Parsing Nmap's XML output with XMLStarlet
Nmap (Network Mapper) is a free and open source utility for network exploration or security auditing (http://nmap.org). nmap can provide very detailed information in XML. Unfortunately, XML does not play nicely with line-based tools, making it difficult to access Nmap's details from a command line or shell script.
After trying nmap's -oG option you may have read the nmap manual and wondered what a "nearly as convenient" method of using XML might look like. The following is as near as I've come to convenience.
Start by saving scan results in XML:
nmap -PN -n -A -sU -sS -sV -oX scan_results.xml 192.168.1.1-100
We're going to use XPath to define and query elements of interest, so we'll need to be comfortable with the structure in scan_results.xml. I use the Firebug and FirePath extensions to Firefox to help expose the XML structure, identify XPaths, and verify the sanity of the XPaths I'm interested in. But as long as you can see a hierarchy and distinguish attribute names from values, you're good to go. Let's go.
Install xmlstarlet (http://xmlstar.sourceforge.net). xmlstarlet is a general purpose, pipe-friendly command line tool for XML. We're going to focus on its selection capabilities to query our scan's output. Using XPaths, we'll specify our elements of interest and report the values of attributes relative to those elements.

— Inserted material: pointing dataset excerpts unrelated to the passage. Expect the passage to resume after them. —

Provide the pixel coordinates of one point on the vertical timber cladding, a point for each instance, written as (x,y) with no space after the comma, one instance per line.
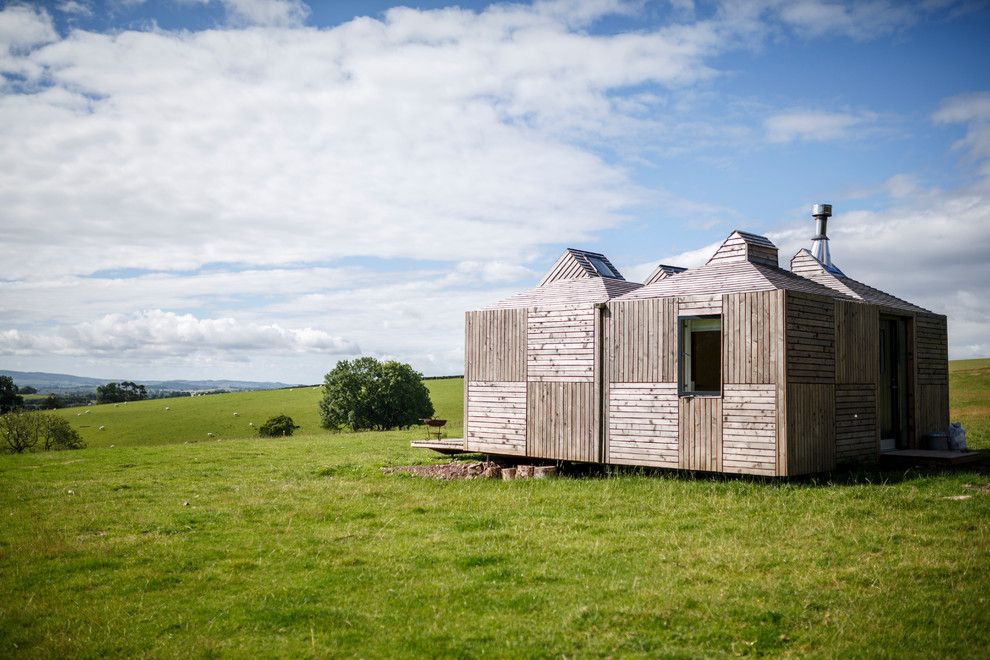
(931,342)
(752,358)
(700,417)
(640,371)
(494,375)
(560,394)
(810,405)
(857,372)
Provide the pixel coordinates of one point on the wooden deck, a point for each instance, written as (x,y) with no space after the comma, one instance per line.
(932,457)
(444,446)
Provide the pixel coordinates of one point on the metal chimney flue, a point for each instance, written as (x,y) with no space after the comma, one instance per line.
(819,242)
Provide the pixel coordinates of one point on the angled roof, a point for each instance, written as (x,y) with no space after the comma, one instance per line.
(569,292)
(581,263)
(805,264)
(577,277)
(744,262)
(662,272)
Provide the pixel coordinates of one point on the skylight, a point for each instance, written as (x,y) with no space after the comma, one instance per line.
(602,267)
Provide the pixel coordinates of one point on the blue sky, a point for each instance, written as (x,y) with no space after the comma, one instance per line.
(246,189)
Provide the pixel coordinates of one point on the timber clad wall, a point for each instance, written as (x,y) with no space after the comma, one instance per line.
(810,339)
(750,325)
(498,417)
(561,344)
(642,424)
(810,428)
(560,421)
(749,429)
(641,341)
(932,349)
(857,434)
(495,347)
(700,425)
(857,347)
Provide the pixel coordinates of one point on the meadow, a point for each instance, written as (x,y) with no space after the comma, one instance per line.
(172,544)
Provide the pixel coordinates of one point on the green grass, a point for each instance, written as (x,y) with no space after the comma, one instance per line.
(142,423)
(301,547)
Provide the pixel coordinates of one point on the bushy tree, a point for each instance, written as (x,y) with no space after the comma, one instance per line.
(9,398)
(369,394)
(277,427)
(118,392)
(30,431)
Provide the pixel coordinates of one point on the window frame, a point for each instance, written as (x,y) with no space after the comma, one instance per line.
(683,360)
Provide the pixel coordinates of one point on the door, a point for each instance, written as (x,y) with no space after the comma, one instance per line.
(893,387)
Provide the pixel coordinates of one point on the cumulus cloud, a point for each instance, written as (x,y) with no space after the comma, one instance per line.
(809,125)
(155,332)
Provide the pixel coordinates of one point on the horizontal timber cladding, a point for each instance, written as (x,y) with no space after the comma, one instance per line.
(750,323)
(931,341)
(496,417)
(495,345)
(933,409)
(642,424)
(810,338)
(561,344)
(560,421)
(699,305)
(810,428)
(857,342)
(857,434)
(641,341)
(700,428)
(749,429)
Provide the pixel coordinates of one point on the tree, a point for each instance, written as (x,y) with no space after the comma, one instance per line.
(28,431)
(277,427)
(368,394)
(117,392)
(9,399)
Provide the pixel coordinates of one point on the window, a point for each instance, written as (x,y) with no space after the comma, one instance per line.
(602,267)
(701,355)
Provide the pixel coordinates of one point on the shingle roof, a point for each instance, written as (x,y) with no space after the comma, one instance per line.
(579,264)
(569,292)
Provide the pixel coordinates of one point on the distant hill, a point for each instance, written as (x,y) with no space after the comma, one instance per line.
(66,383)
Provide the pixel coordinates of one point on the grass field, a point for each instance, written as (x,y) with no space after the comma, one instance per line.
(301,547)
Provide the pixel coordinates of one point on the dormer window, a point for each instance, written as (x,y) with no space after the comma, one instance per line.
(602,268)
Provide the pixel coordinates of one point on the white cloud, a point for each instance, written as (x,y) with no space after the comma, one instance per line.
(155,332)
(811,125)
(276,13)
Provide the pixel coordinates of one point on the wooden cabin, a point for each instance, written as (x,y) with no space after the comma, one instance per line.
(736,366)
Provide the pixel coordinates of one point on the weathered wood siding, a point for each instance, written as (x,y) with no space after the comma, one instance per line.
(700,429)
(749,429)
(857,343)
(705,305)
(750,353)
(561,344)
(933,408)
(810,338)
(857,433)
(932,349)
(560,421)
(641,341)
(642,424)
(498,417)
(495,345)
(810,428)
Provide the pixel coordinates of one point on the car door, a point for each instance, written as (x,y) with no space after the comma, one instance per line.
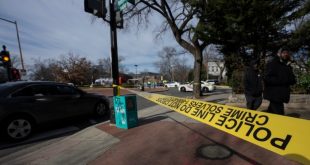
(74,102)
(39,100)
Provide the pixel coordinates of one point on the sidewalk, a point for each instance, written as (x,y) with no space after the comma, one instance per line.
(162,137)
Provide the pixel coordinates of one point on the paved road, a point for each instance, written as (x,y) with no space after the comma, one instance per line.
(51,133)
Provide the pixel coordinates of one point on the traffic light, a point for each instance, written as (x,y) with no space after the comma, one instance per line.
(5,57)
(95,7)
(15,74)
(133,2)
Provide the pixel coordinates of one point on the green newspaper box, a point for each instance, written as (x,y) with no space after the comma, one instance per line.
(125,108)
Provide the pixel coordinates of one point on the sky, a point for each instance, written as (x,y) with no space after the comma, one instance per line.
(51,28)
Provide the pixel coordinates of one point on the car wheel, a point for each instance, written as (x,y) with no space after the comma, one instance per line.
(205,89)
(18,128)
(101,109)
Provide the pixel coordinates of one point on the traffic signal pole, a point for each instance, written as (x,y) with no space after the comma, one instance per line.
(114,54)
(113,31)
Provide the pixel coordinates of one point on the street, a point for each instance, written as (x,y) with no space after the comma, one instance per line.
(55,132)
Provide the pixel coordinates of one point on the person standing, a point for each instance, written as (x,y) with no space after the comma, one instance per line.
(253,86)
(278,78)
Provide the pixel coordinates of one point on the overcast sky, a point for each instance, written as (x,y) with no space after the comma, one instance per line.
(50,28)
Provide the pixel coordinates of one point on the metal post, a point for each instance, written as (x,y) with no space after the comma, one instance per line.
(20,48)
(114,56)
(136,76)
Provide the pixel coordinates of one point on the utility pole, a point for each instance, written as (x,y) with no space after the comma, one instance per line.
(20,49)
(114,52)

Given this simplified (but valid enough) result from scan_results.xml:
<nmaprun> <host> <address addr="192.168.1.1" addrtype="ipv4"/> <os> <osmatch name="Microsoft Windows" /> </os> </host> <host> <address addr="192.168.1.2" addrtype="ipv4"/> <os> <osmatch name="Linux 2.4" /> <osmatch name="Linux 2.6" /> </os> </host> </nmaprun>
..let's request "host addresses and matching OS names":
xmlstarlet sel -t -m "//host/os/osmatch" \ -v "concat(ancestor::host/address[@addrtype='ipv4']/@addr,' ',@name)" \ -n scan_results.xml 192.168.1.1 Microsoft Windows 192.168.1.2 Linux 2.4 192.168.1.2 Linux 2.6
xmlstarlet sel -t is the prelude to a selection. -m specifies the XPath to what I consider "pivot points" or focal elements. -v "concat(..)" provides XPaths from the pivot points to the values in a record. -n appends a new line after each record.
I'm using //host/os/osmatch as the pivot from which to query higher-level ancestor elements (the corresponding host in ancestor::host/address[@addrtype='ipv4']/@addr) since I haven't found a nice way to combine values of multiple children in a single line record. The result is a map that can be managed using grep, awk, and friends.
xmlstarlet supports a number of functions in the http://exslt.org namespace (ex. xmlns:str="http://exslt.org/strings"):
xmlstarlet sel -t -m "//host/ports/port[service[@name='http']]/script" \ -v "concat(ancestor::host/address[@addrtype='ipv4']/@addr,' ', \ ../@protocol,' ',../@portid,' ',../service/@name,' ', \ @id,' ',str:replace(@output,'
',' '))" \ -n scan_results.xml 192.168.1.5 tcp 5900 vnc realvnc-auth-bypass Vulnerable 192.168.1.6 tcp 22 ssh sshv1 Server supports SSHv1 192.168.1.7 tcp 7778 http html-title Oracle HTTP Server Index
Here, str:replace() eliminates new lines from NSE output.
xmlstarlet does not support regular expressions out of the box, but since the point was to make XML grep-able, we can leave the regexing to someone else.
A note on xml2..
xml2 (http://ofb.net/~egnor/xml2/) is my go-to tool for XML orientation on the command line. xml2 decomposes a tree into a list of node paths; the result of xml2 < scan_results.xml is:
/nmaprun/host/address/@addr=192.168.1.1 /nmaprun/host/address/@addrtype=ipv4 /nmaprun/host/os/osmatch/@name=Microsoft Windows /nmaprun/host /nmaprun/host/address/@addr=192.168.1.2 /nmaprun/host/address/@addrtype=ipv4 /nmaprun/host/os/osmatch/@name=Linux 2.4 /nmaprun/host/os/osmatch /nmaprun/host/os/osmatch/@name=Linux 2.6
Host addresses and matching OS names can't be mapped using a straightforward grep because the address and os nodes are siblings. This is what prompted the search for XPath assistance that led to xmlstarlet.